Jul 182021
 

This is a procedure to replace one working drive in a fully functional mirror vdev; if you are replacing a failed disk there is no advantages in following this procedure. Although if you have a somewhat functional disk it may be worth trying.

So why not simply yank out the working disk you want to replace? Well, you can of course and that would work but there is nothing Murphy likes more than a mirrored vdev temporarily down to a single disk – resilvering onto a new disk guarantees a higher chance of failure of the previously working disk (I have actually seen this happening).

So I’m going to describe how to make a three-way mirror with three disks and then detach the disk you wanted to replace.

To do this there are some prerequisites :-

  1. You will need space to install an additional disk into your system; perhaps temporarily in an “unsuitable” location.
  2. You will need a spare SATA controller port to plug the new disk into. If necessary with an additional PCIe SATA controller (which sounds expensive but safety is worth the cost).
  3. You will need a SATA data cable and a SATA power cable.

The first step is to make very careful note of what devices you are going to “swap over” – ideally using their WWNs. If you don’t use WWNs, sorting out which disk is which is going to be a bit trickier.

The second step is to practice the steps involved using a ‘fake’ storage pool backed up by tiny disk files :-

# cd /pool1/temp
# for w in one two three
do
  dd if=/dev/zero of=test-disk-${w}.img bs=1M count=1000
done
# zpool create test mirror /pool1/temp/test-disk-one.img /pool1/temp/test-disk-two.img
# zpool attach test /pool1/temp/test-disk-one.img /pool/temp/test-disk-three.img
# zpool detach test /pool1/temp/test-disk-one.img

That’s pretty much it in a nutshell.

The real process is a bit more disturbing of course and most of the work is physical. The first difference from practice is that when you attach the new disk to one or other of the existing devices within the mirror, you will have to wait until the resilvering process is complete.
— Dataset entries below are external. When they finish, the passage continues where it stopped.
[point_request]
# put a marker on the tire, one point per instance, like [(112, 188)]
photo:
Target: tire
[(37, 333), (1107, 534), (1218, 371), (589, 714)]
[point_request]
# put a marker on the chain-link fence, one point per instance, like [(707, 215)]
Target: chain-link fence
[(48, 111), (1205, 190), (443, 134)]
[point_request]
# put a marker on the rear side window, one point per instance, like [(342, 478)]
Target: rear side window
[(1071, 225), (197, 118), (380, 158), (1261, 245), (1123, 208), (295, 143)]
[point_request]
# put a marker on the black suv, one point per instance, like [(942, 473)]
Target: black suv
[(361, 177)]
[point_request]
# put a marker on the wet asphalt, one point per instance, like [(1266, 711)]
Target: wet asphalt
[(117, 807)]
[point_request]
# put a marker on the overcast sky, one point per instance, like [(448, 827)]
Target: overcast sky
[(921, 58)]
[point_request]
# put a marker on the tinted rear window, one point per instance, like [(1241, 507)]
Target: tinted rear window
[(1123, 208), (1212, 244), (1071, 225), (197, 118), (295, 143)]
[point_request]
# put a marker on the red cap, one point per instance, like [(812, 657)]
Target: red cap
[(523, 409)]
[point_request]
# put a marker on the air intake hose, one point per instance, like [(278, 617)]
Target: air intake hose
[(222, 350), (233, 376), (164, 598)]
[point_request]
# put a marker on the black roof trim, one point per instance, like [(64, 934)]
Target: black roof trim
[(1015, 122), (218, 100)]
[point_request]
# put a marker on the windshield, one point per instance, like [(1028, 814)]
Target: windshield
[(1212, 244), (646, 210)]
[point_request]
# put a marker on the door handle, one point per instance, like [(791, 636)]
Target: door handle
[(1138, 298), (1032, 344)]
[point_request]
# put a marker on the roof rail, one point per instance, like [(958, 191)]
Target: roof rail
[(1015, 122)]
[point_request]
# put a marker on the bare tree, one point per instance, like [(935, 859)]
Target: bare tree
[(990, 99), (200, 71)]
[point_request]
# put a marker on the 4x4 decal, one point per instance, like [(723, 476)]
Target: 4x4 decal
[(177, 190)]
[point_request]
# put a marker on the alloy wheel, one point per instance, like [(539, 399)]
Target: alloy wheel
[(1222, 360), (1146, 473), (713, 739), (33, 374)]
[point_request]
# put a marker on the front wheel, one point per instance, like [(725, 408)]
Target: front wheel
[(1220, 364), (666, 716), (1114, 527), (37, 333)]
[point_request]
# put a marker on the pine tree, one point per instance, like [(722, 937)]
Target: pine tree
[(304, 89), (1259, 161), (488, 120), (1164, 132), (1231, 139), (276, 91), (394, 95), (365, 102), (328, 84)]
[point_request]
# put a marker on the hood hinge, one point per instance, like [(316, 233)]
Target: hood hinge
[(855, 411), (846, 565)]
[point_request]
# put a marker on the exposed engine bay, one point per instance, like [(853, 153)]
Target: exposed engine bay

Whilst you will receive an estimate for that if you run zpool status, the estimate that you get :-

  scan: resilver in progress since Sun Jul 18 08:20:54 2021
	8.25T scanned at 1.09G/s, 7.28T issued at 981M/s, 8.25T total
	995G resilvered, 88.23% done, 0 days 00:17:16 to go

(Only showing the relevant part as the full output from my system is confusing and deceptive)

Is wildly inaccurate – partially because the resilvering process takes second place to any ordinary file system activity. My own estimate (1 hour per Tbyte) is probably also wildly inaccurate; basically it is done when it is done.

Detaching the old device is fast – you won’t need to sit down to wait for it.